The photos from South Dakota are horrific. Dead cows lie stacked along stream banks where they tried to take shelter from an early storm.
Hitting just days after the USDA closed its doors to all nonessential operations, the loss of cattle numbering in the tens of thousands serves as a stern reminder of just how much farmers rely on government assistance when beset by fickle weather, one of their most formidable foes.
One can only hope that a gridlocked Congress takes note as its members finally get to work trying to hammer out differences between House and Senate versions of the Farm Bill.
According to The Associated Press, the five-year, roughly $500 billion Farm Bill has been languishing for two years while Congress has been mired in debates over spending.
The Senate passed its current version of the Farm Bill in June, and the House later passed two bills that will be combined in the negotiations.
The main sticking point appears to be the Supplemental Nutrition Assistance Program, commonly known as food stamps.
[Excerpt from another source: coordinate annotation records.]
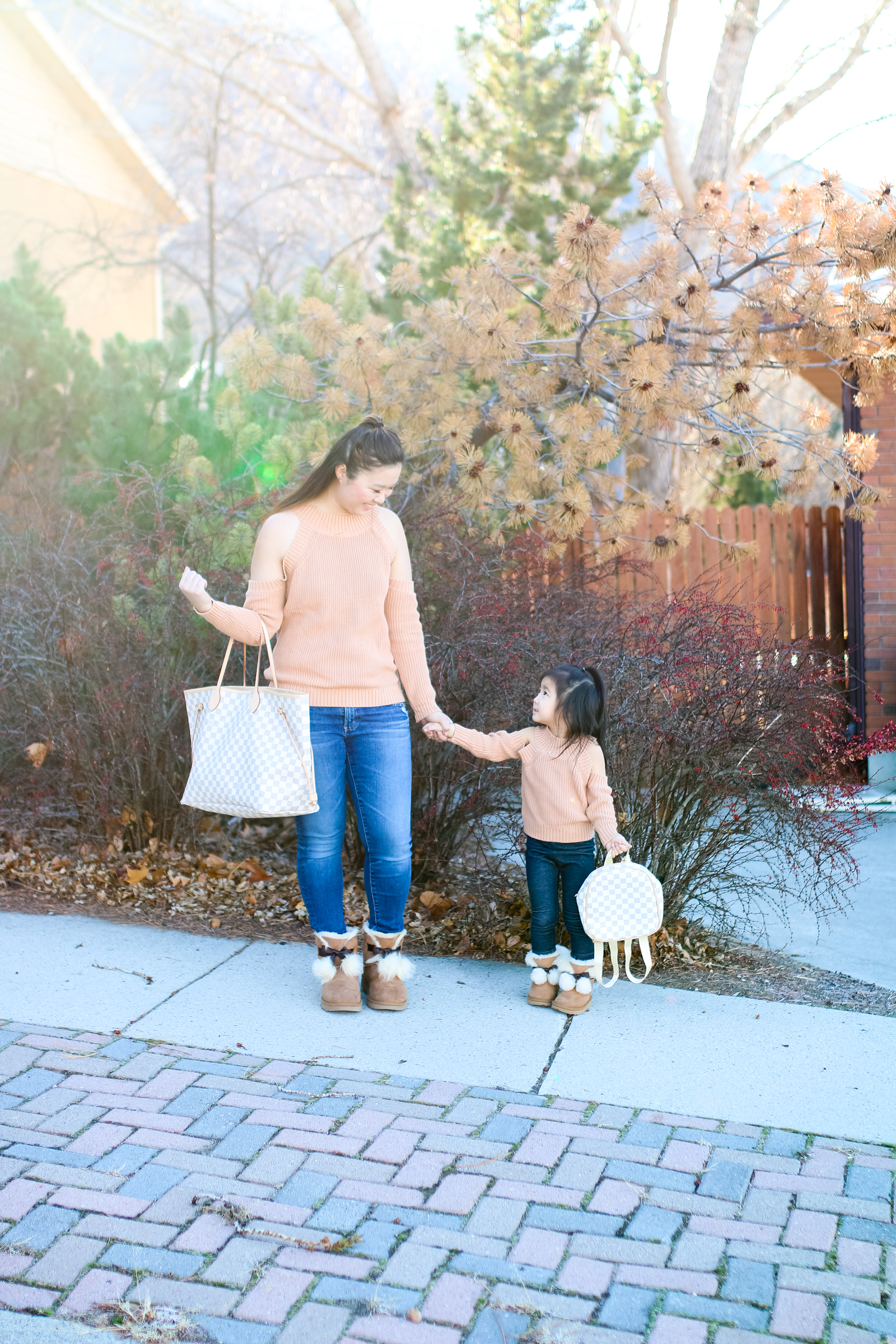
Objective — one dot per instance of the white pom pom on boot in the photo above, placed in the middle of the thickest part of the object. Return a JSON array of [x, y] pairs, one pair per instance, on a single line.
[[386, 971], [575, 987], [546, 973], [338, 967]]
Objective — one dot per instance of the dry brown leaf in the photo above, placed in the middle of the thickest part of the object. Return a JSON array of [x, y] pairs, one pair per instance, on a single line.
[[436, 902], [38, 752], [254, 870]]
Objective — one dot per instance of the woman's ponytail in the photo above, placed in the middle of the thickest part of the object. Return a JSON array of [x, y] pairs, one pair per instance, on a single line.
[[365, 448]]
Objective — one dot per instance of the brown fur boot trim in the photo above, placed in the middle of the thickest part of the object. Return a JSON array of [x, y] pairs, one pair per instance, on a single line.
[[546, 973], [386, 971], [338, 967], [575, 988]]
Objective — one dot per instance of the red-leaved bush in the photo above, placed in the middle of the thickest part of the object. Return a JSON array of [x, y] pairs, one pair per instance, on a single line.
[[720, 746], [727, 753]]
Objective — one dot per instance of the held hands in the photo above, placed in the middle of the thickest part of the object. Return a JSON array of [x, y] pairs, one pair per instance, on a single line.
[[440, 727], [194, 588]]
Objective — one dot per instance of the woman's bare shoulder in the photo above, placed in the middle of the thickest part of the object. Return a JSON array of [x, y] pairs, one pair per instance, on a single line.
[[274, 538], [278, 531], [391, 522]]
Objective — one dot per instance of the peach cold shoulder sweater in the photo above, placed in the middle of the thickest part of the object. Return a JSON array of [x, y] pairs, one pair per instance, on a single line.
[[346, 631], [566, 796]]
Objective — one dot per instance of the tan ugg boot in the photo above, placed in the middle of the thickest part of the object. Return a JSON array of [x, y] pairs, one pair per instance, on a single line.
[[338, 967], [575, 988], [386, 971], [546, 973]]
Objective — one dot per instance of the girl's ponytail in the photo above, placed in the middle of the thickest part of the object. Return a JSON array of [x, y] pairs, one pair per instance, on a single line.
[[601, 706], [581, 702]]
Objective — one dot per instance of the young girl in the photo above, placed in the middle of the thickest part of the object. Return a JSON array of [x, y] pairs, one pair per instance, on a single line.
[[566, 799]]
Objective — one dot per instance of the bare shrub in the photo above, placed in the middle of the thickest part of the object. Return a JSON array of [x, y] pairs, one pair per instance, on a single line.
[[720, 744], [97, 648]]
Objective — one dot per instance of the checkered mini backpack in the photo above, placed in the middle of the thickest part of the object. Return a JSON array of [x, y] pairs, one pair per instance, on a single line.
[[621, 902], [251, 748]]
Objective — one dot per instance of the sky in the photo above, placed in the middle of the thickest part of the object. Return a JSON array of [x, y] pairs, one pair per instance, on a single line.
[[418, 41]]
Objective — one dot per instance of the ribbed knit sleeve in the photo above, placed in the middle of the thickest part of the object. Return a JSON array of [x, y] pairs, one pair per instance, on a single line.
[[491, 746], [409, 650], [264, 599], [601, 811]]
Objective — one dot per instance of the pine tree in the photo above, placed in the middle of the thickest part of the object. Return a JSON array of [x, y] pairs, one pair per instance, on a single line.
[[531, 140]]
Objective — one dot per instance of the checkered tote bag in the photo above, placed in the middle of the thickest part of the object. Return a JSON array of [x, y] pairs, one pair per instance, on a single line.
[[621, 902], [251, 748]]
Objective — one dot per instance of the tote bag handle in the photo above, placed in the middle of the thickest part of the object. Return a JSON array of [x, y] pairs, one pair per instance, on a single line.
[[214, 699]]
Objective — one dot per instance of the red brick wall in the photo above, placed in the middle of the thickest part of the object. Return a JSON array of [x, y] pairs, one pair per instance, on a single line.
[[879, 562]]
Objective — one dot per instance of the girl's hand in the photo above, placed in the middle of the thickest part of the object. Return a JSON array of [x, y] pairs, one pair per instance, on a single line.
[[194, 588], [440, 730]]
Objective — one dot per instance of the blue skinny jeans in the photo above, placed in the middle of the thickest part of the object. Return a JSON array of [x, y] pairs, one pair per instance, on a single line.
[[554, 867], [370, 752]]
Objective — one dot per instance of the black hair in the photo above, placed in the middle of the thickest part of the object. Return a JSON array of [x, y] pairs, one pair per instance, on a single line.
[[366, 447], [581, 702]]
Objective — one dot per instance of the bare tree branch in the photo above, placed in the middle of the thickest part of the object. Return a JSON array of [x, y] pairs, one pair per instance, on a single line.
[[385, 92], [190, 55], [723, 99], [676, 159], [746, 151]]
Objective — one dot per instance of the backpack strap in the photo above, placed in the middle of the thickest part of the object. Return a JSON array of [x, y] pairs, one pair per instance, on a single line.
[[648, 963], [598, 964]]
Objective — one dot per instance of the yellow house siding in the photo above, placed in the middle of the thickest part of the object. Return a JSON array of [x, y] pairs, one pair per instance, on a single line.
[[42, 133], [77, 186], [52, 220]]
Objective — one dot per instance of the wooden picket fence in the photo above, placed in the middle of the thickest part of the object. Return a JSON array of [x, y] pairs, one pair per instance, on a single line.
[[796, 582]]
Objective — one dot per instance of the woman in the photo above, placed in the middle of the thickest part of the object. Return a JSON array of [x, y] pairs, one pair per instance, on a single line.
[[332, 573]]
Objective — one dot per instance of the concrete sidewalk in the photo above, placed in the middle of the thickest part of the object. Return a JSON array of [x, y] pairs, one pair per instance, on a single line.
[[861, 941], [765, 1063]]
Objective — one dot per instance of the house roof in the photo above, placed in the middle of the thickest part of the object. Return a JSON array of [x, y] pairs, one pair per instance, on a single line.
[[89, 101]]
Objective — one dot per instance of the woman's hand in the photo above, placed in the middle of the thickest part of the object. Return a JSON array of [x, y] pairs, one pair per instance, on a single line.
[[438, 729], [194, 588]]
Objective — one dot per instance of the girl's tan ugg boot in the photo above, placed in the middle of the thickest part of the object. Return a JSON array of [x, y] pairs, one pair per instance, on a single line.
[[575, 988], [546, 973], [386, 971], [338, 968]]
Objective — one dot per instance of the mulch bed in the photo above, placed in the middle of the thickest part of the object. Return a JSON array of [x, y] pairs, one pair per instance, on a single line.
[[244, 886]]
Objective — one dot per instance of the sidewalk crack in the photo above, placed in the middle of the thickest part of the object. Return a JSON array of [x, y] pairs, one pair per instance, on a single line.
[[553, 1056], [195, 982]]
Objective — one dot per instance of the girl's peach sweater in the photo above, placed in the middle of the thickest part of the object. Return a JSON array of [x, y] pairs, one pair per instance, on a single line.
[[566, 796], [346, 631]]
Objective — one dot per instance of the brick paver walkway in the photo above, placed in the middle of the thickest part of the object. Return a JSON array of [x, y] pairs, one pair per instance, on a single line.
[[479, 1214]]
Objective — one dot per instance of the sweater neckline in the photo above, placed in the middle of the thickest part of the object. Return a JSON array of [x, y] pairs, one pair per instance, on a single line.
[[338, 525]]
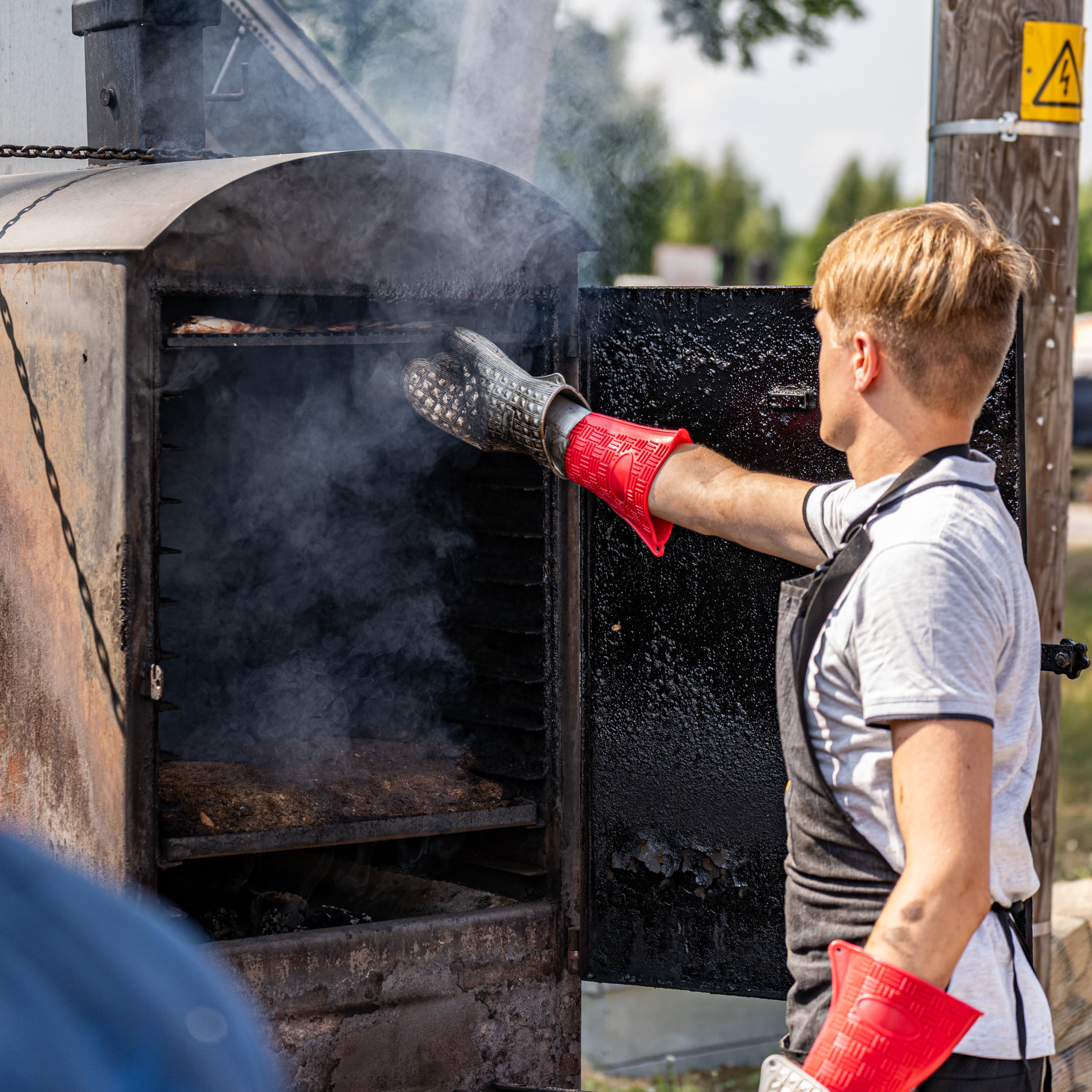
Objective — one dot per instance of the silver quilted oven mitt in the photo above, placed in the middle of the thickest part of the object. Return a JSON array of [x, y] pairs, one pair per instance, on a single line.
[[476, 393]]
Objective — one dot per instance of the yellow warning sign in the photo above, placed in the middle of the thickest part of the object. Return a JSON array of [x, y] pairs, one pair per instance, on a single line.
[[1053, 72]]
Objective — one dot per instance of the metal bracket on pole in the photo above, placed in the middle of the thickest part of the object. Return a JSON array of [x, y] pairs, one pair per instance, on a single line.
[[1008, 127]]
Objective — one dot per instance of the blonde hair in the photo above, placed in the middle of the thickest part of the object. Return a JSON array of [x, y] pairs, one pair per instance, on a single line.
[[937, 286]]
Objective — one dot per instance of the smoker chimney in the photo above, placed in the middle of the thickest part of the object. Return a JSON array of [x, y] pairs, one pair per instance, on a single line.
[[145, 80]]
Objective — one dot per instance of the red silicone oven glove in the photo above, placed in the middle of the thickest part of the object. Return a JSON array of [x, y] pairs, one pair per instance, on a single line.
[[887, 1030], [617, 461]]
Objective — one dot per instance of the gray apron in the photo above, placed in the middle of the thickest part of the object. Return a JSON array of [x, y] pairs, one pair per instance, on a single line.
[[836, 882]]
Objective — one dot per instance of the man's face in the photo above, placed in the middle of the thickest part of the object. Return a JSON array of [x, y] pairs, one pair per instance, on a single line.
[[838, 400]]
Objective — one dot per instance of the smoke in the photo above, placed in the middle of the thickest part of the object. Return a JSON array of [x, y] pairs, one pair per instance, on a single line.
[[313, 551]]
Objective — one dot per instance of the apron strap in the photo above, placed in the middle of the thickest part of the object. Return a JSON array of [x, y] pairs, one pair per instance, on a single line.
[[833, 574], [1009, 928]]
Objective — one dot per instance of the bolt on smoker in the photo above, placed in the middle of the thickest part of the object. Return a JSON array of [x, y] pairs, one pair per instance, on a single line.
[[417, 742]]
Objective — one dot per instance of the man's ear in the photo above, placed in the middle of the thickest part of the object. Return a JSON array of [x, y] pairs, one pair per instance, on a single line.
[[866, 361]]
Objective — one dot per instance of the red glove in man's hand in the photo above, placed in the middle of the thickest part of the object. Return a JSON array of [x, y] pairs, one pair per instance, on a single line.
[[617, 461], [887, 1029]]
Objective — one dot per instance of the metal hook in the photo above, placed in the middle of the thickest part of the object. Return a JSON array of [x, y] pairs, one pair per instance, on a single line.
[[236, 97]]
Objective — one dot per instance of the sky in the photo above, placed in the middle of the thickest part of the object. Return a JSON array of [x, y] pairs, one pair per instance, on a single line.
[[795, 125]]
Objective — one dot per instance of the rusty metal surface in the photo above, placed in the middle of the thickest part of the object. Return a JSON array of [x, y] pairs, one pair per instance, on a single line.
[[66, 657], [684, 775], [369, 830], [424, 1004], [285, 209]]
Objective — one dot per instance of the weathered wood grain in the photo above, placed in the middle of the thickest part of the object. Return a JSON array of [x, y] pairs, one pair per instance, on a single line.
[[1030, 187]]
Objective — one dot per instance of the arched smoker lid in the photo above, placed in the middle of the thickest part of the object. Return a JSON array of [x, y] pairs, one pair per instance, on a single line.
[[330, 213]]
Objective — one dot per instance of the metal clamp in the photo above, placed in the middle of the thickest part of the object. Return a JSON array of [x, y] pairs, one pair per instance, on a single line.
[[1068, 659], [1008, 127]]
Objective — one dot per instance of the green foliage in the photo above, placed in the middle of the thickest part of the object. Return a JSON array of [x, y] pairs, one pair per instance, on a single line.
[[724, 208], [603, 151], [1085, 248], [1074, 838], [855, 196], [743, 24]]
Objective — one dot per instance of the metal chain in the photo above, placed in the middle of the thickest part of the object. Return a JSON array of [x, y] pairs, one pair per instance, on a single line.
[[122, 154]]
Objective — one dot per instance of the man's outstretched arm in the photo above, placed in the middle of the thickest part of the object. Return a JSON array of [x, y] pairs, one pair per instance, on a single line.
[[651, 477], [707, 493]]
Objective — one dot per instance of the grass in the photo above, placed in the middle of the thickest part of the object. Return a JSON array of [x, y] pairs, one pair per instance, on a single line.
[[1074, 843], [722, 1079]]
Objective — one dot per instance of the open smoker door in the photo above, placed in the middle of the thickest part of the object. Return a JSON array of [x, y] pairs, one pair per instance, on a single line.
[[683, 772]]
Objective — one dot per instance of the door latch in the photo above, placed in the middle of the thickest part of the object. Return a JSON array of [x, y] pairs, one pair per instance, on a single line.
[[155, 683], [1068, 659], [791, 399]]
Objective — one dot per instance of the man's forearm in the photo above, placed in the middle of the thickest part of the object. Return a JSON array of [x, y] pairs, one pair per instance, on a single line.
[[707, 493], [941, 779]]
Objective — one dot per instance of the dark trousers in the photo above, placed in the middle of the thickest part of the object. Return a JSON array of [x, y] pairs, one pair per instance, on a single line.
[[962, 1072]]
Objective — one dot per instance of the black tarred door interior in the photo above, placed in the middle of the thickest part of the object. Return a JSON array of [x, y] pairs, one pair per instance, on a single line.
[[684, 780]]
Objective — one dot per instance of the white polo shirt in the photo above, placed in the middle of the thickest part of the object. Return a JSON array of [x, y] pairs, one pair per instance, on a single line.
[[940, 620]]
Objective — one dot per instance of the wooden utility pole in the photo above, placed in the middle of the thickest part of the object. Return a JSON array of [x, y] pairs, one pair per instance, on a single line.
[[1029, 185]]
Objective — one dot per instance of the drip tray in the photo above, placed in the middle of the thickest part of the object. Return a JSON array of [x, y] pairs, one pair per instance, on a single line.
[[324, 792]]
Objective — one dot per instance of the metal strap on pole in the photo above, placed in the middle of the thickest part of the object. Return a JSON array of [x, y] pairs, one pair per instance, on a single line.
[[1008, 127]]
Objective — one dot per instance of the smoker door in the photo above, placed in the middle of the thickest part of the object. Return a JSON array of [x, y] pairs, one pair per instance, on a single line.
[[683, 772]]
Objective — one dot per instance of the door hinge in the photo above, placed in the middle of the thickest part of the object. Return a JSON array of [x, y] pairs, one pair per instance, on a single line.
[[573, 960]]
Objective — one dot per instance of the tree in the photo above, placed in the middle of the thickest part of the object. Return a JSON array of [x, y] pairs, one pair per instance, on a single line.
[[604, 151], [854, 196], [1085, 249], [743, 24], [724, 208]]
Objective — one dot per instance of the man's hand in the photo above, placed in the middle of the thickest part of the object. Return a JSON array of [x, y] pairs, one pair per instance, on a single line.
[[707, 493], [941, 775]]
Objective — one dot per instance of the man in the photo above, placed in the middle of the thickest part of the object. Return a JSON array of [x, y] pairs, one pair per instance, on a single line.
[[102, 994], [908, 666]]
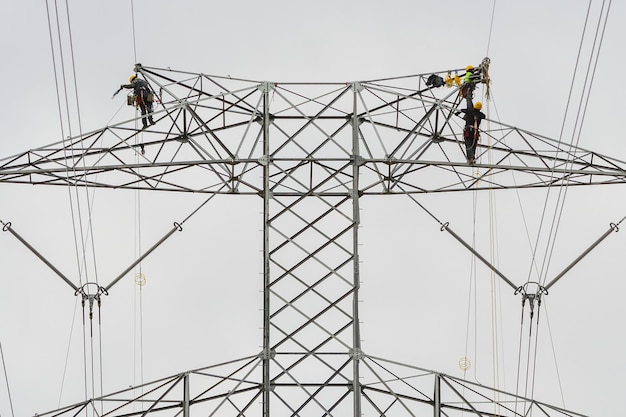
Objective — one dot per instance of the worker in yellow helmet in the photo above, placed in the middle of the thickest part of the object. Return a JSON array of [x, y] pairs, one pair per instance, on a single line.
[[144, 97], [472, 76], [473, 116]]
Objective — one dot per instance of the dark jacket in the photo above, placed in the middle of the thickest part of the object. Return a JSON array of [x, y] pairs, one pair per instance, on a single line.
[[139, 86], [471, 115]]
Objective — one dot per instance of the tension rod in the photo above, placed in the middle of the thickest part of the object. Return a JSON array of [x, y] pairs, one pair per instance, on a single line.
[[446, 227], [613, 227], [6, 227]]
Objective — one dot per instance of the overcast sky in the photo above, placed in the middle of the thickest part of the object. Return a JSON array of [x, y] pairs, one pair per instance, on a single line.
[[200, 296]]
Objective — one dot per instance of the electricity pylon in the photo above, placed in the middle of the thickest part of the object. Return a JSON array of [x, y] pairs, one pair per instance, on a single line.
[[310, 152]]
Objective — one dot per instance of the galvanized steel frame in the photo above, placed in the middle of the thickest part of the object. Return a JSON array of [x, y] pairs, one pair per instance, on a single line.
[[310, 151]]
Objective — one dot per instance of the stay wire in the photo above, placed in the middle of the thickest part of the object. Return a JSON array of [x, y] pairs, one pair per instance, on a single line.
[[560, 141], [58, 92], [6, 379], [493, 13], [90, 235], [61, 124], [582, 108], [519, 356]]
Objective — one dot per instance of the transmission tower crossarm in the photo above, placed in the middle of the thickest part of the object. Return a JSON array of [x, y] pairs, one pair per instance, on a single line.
[[479, 256], [7, 228], [142, 257], [612, 228]]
The Senate bill would cut $400 million a year from food stamps, while the House bill would cut $4 billion.
Among the House members named last Saturday to the joint committee that will try to iron out the differences in the two bills was Rep. Steve Southerland, R-Fla., who will represent the House leadership, a move some viewers interpret as a signal that House Republicans will insist on the larger cuts to food stamps in their version of the bill.
The tenfold disparity in food-stamp funding mirrors the overall deadlock between Democrats and Republicans that led to a government shutdown and the prospect of a default on the nation’s debt.
Nor is the food-stamp issue the only difference that will have to be resolved.
FarmPolicy.com reported Monday that Collin Peterson, D-Minn., ranking member on the House Ag Committee, told the Red River Farm Network radio program that the House leadership has packed the committee with appointees opposed to the dairy-policy portion of both House and Senate bills.
There are also differences between House and Senate bills on what direction to take to replace direct-subsidy payments in the new Farm Bill.
These are not good omens for prospects that the joint committee will be able to reach a reasonable compromise over the differences in the two versions of the Farm Bill.
But then again, this is politics, where surprise breakthroughs are part of the game.
Perhaps, with growing public disgust over the impasse in Congress, resolving the long-delayed Farm Bill might offer a first step toward a new rapprochement between the two political parties, especially if Congress agrees to delay final decisions on the impasse until next year.
Some observers have been saying it could take until January, when Depression-era laws on agricultural support are due to kick in, before we’ll have a new Farm Bill.
But given Congress’ willingness to ignore other, more ominous deadlines, it’s much too early to be making any plans for a January celebration.